Epilogue:  You walk grumpily to the end of the long line and end up standing all the way into the city on another bus before catching a different metro bus from Wynyard.  Welcome to the weekend.

Friday, April 8, 2011

quicko: state slogans

Like American states, Australian states also have state slogans.  Ahem:

New South Wales:  The First State*
Queensland:  The Sunshine State**
Victoria:  The Garden State***
South Australia:  The Festival State
Western Australia:  The Real Thing
The Northern Territory:  Outback Australia
Tasmania:  Apple Isle
The Australian Capital Territory:  The Nation's Capital

*American equivalent:  Delaware
**American equivalent:  Florida
***American equivalent:  New Jersey

Thursday, April 7, 2011

quicko: wagga wagga woy woy

Australia has some of the coolest place names in the world -- Kirribilli, for example.  Many of the best names come directly from Aboriginal languages.  Here's the interesting part I just learned:  there are many places that are words repeated -- Wagga Wagga or Woy Woy for instance -- and this rhetorical device, in Aboriginal, meant "a lot of" whatever the first word was.  I have no idea what Wagga or Woy means, but say if one meant "ants," then the doubling effect would mean "LOTS of ants!"  Cool, huh?

Wednesday, April 6, 2011

quicko: our ______

The highest compliment for an Australian, I've heard, is to be referred to as "our _______."  As in, "our Nic" (i.e., Nicole Kidman).

Tuesday, April 5, 2011

quicko: kangaroo meat pies

The other day I had my first kangaroo meat pie.  Honestly, I was quite a bit apprehensive, mostly because I don't like pie.  The filling I'm generally okay with, but the crust just doesn't do it for me.  And meat pies are utterly covered in crust.  The kangaroo part didn't excite me either -- I've had kangaroo before, and generally find it just gamey.  But social norms called and I took half a pie.  Much to my shock, I actually liked it.  It was absolutely delicious.  It was homemade, which always helps, and the crust was not same crust I'd thought it'd be -- it was closer to a pastry than an out and out dough-based entity.

As another note, Australians are crazy about meat pies.  They're practically the national dish.  They always make an appearance on Australia Day, and are just omnipresent -- pie shops are open late at night, and a staple of Australian night culture.

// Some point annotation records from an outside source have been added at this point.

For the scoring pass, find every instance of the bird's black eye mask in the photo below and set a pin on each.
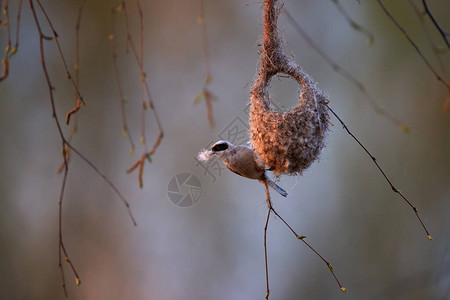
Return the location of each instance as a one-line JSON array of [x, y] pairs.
[[220, 147]]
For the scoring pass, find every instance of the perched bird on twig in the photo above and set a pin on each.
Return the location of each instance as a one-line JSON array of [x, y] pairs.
[[241, 160]]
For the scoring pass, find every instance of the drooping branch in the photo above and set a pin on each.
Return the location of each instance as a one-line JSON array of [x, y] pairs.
[[444, 34], [62, 251], [422, 56]]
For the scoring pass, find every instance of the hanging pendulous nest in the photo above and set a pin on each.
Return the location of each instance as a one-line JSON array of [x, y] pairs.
[[288, 142]]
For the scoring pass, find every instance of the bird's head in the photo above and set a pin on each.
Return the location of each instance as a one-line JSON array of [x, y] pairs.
[[221, 147]]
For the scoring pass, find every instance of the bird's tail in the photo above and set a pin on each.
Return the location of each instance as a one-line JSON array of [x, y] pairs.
[[276, 187]]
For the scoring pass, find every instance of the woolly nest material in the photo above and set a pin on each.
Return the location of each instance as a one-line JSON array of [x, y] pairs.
[[286, 142]]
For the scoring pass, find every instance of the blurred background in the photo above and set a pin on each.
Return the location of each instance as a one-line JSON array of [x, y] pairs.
[[214, 248]]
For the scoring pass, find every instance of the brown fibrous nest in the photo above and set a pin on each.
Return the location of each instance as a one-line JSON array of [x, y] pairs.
[[288, 142]]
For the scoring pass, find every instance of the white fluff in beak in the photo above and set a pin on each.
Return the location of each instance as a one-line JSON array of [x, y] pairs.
[[204, 155]]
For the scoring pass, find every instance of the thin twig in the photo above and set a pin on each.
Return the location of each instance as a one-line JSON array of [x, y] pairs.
[[125, 130], [438, 77], [436, 24], [68, 75], [65, 145], [269, 203], [6, 23], [420, 14], [353, 23], [346, 74], [394, 189], [299, 237], [147, 98]]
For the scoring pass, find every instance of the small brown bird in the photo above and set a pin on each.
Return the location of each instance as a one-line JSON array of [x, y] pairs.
[[242, 161]]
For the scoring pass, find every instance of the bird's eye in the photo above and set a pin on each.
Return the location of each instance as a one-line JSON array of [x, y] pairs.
[[220, 147]]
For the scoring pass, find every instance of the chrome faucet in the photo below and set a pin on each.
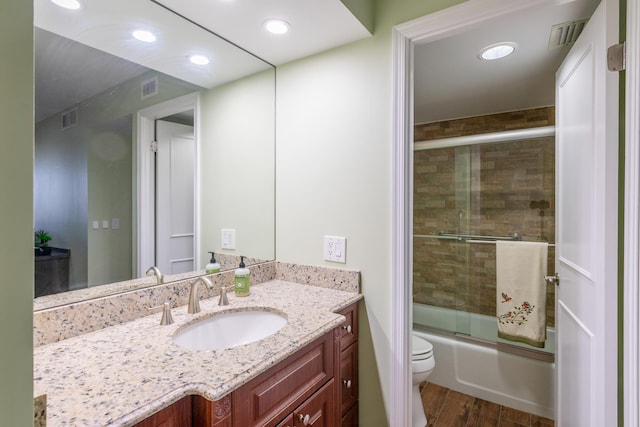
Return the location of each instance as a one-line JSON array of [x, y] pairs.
[[194, 294], [156, 272]]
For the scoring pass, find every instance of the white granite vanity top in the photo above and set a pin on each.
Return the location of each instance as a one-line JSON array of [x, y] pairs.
[[122, 374]]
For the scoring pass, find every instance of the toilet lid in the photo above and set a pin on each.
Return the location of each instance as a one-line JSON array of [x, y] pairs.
[[420, 348]]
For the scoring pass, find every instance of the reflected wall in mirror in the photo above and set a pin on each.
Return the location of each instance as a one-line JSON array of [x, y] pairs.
[[97, 113]]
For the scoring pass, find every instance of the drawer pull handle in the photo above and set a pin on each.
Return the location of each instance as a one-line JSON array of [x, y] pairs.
[[304, 419]]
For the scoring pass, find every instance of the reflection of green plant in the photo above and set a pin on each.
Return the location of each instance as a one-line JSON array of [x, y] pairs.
[[42, 238]]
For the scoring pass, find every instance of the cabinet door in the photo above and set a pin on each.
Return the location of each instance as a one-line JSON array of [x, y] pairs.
[[211, 414], [272, 395], [318, 410], [348, 377], [350, 419]]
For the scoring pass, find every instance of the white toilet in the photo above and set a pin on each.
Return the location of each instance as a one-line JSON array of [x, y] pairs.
[[422, 364]]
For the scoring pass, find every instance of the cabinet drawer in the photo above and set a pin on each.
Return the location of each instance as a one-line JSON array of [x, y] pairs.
[[348, 377], [318, 411], [266, 399], [349, 329]]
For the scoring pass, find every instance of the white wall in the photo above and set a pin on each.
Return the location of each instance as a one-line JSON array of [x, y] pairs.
[[16, 213], [237, 166], [333, 177]]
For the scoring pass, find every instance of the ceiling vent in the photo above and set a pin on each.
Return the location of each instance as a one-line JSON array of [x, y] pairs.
[[150, 88], [69, 119], [566, 34]]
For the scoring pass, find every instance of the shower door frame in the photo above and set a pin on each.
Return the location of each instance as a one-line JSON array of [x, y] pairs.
[[448, 22]]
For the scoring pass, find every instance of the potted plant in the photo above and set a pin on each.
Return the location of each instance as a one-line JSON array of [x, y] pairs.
[[42, 239]]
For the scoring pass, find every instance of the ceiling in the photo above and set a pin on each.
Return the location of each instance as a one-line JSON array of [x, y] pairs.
[[451, 82], [102, 30]]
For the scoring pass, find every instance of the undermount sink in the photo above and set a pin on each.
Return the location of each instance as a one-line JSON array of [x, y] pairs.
[[229, 329]]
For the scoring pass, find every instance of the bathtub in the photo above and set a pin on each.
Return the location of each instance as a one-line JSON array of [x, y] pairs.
[[484, 369]]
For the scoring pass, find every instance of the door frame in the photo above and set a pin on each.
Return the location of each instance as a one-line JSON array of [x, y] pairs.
[[446, 23], [145, 185]]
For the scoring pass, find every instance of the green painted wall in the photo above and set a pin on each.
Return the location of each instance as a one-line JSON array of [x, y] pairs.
[[333, 177], [16, 213]]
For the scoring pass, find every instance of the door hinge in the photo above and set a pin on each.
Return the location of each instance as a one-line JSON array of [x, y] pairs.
[[616, 57]]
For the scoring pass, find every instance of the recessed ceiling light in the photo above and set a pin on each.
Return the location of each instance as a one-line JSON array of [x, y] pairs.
[[199, 59], [68, 4], [497, 51], [277, 26], [144, 36]]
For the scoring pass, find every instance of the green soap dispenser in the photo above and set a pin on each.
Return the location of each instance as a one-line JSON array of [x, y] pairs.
[[242, 280], [213, 266]]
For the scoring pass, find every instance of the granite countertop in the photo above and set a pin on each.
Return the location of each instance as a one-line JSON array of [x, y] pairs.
[[120, 375]]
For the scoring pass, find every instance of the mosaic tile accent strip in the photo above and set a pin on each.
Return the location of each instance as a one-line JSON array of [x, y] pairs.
[[524, 119], [345, 280]]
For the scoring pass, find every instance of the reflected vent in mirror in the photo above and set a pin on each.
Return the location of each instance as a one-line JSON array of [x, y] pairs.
[[566, 33], [69, 118], [149, 87]]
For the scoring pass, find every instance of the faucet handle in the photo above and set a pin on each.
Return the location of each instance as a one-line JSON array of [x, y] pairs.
[[167, 319]]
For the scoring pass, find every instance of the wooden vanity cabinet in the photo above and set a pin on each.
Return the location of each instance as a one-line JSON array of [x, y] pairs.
[[175, 415], [348, 378], [317, 385], [281, 390]]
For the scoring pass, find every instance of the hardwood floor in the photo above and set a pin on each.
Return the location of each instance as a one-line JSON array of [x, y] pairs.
[[448, 408]]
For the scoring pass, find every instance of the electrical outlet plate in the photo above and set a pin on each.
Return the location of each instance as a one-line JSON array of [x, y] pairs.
[[335, 249]]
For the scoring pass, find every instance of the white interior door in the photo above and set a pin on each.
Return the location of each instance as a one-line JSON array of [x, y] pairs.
[[175, 166], [586, 253]]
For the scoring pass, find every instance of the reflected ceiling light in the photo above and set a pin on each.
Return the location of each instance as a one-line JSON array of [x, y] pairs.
[[276, 26], [199, 59], [497, 51], [67, 4], [144, 36]]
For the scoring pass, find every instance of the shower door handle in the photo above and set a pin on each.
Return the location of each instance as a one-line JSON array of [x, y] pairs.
[[553, 280]]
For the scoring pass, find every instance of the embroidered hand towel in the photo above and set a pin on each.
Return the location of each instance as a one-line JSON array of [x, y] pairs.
[[521, 291]]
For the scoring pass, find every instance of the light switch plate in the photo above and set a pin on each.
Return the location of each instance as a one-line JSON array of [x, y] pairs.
[[335, 249], [228, 238]]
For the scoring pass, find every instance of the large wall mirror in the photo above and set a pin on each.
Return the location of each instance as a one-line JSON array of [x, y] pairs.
[[147, 153]]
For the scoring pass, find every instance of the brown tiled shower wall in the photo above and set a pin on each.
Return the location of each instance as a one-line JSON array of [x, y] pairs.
[[492, 189]]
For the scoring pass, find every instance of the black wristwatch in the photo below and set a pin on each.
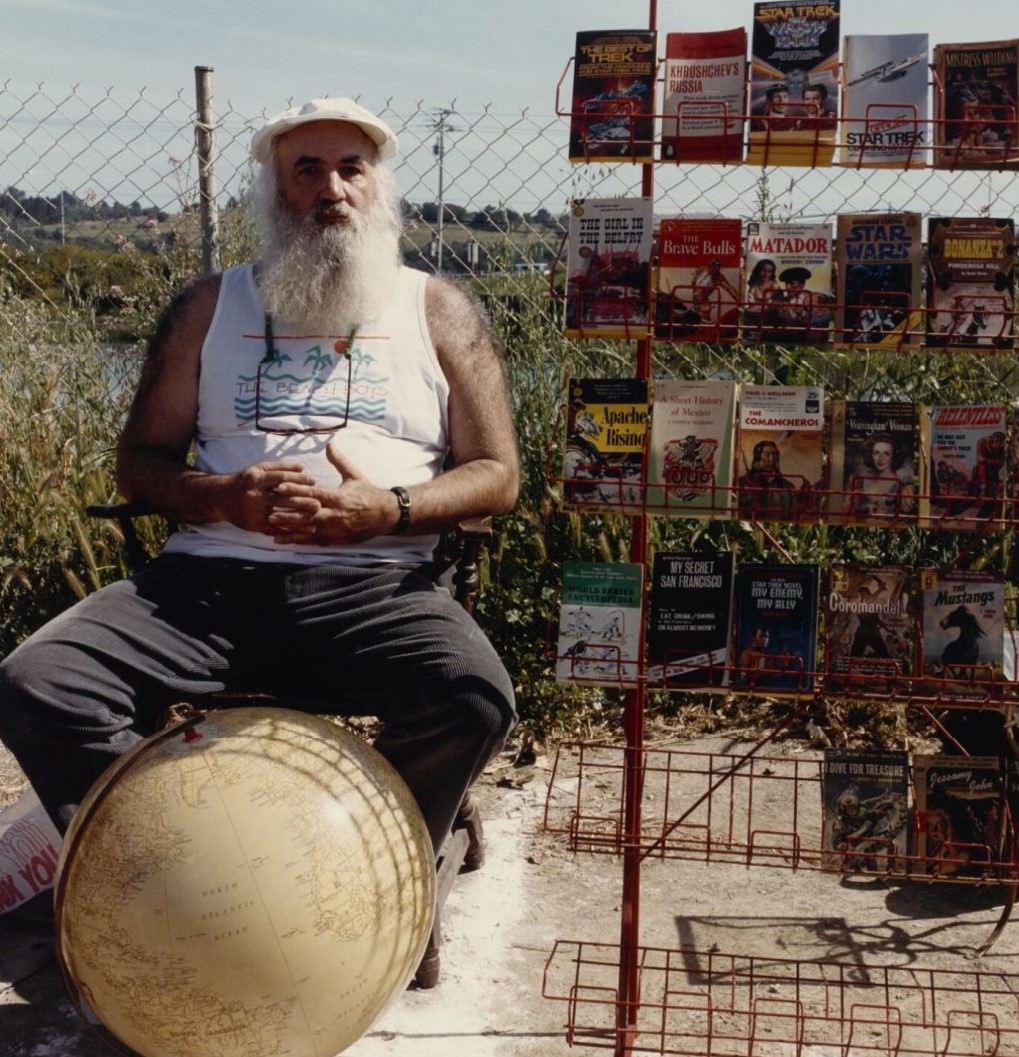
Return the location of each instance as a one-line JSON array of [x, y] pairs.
[[403, 498]]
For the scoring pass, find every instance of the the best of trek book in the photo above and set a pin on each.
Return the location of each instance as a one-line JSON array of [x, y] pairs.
[[612, 105], [794, 84], [878, 261], [698, 279], [963, 456], [885, 114], [775, 633], [705, 96], [608, 267], [866, 818], [599, 623], [779, 461], [976, 89], [689, 624], [604, 459], [970, 299], [870, 629], [690, 449], [788, 269]]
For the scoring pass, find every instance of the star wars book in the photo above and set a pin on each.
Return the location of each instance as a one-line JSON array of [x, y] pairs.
[[705, 96], [612, 104], [608, 267], [878, 260], [885, 116], [794, 84], [976, 89], [698, 280], [690, 450], [779, 451], [775, 634], [599, 623], [689, 624], [788, 269], [604, 458], [865, 811], [970, 302]]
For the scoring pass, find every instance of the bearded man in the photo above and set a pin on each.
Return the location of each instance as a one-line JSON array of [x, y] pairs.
[[312, 422]]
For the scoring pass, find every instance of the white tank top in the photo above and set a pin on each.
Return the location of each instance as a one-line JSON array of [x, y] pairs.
[[390, 392]]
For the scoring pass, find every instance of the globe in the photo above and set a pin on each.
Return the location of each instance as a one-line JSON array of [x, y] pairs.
[[257, 882]]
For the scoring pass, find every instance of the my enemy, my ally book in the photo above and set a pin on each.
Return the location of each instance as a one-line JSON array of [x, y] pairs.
[[612, 108]]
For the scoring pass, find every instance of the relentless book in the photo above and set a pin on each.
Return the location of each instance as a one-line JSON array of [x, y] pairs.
[[612, 107], [970, 301], [690, 619], [599, 623], [608, 267], [705, 96]]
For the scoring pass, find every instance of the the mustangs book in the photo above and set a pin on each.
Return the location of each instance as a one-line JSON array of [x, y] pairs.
[[599, 623], [879, 265], [608, 267], [970, 298], [612, 106], [885, 116], [690, 450], [705, 96], [690, 619], [866, 811]]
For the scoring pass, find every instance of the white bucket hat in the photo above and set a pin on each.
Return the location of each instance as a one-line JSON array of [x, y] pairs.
[[325, 110]]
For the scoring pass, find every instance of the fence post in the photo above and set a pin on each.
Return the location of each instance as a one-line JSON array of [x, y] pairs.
[[204, 137]]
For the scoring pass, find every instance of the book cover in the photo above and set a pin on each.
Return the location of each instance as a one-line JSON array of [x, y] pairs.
[[604, 458], [789, 283], [865, 811], [608, 267], [976, 88], [690, 450], [779, 451], [705, 96], [963, 451], [612, 106], [775, 634], [959, 814], [794, 84], [878, 260], [970, 264], [885, 115], [689, 625], [870, 629], [872, 466], [599, 623], [698, 288]]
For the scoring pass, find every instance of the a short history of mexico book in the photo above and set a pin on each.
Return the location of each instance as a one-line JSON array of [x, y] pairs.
[[885, 115], [779, 459], [872, 464], [775, 633], [612, 106], [608, 267], [963, 455], [870, 629], [866, 811], [600, 614], [976, 89], [603, 465], [788, 290], [690, 449], [970, 301], [698, 279], [878, 261], [689, 624], [705, 96], [794, 84]]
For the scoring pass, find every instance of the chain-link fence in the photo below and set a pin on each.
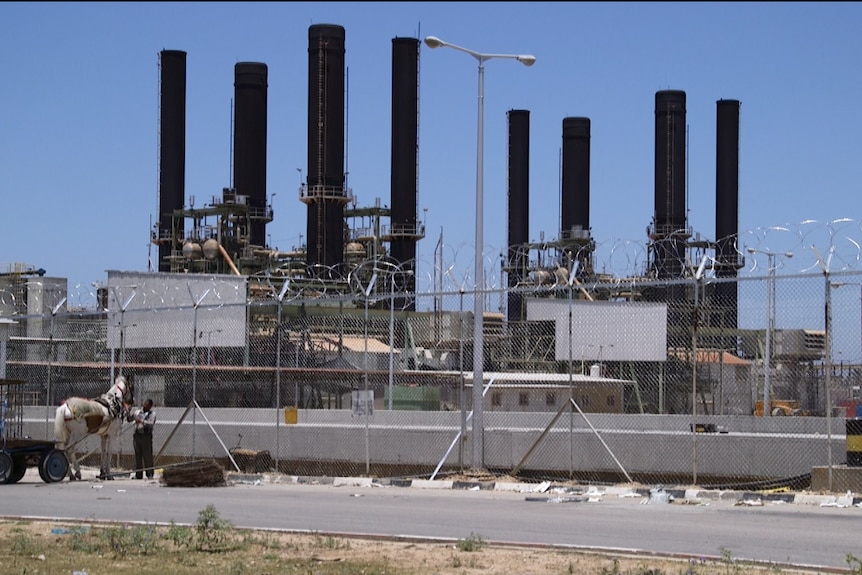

Furthermore, "pie" to an Australian is always "savory" -- whereas to an American, it's quintessentially sweet.

Monday, April 4, 2011

quicko: cheers, big ears

An Australian saying:

Cheers, big ears.
(Followed, optionally, by:)
Same goes, big nose.

Sunday, April 3, 2011

quicko: time change

FYI, Sydney is now 14 hours off US EST.

photos: palm beach is always beautiful


Saturday, April 2, 2011

Friday, April 1, 2011

quicko: papaw ointment

Every Australian I've met absolutely swears by this ointment, and many carry it with them.  It is the treatment for burns, cuts, scrapes, bites, rashes, etc. -- anything that go wrong with your skin.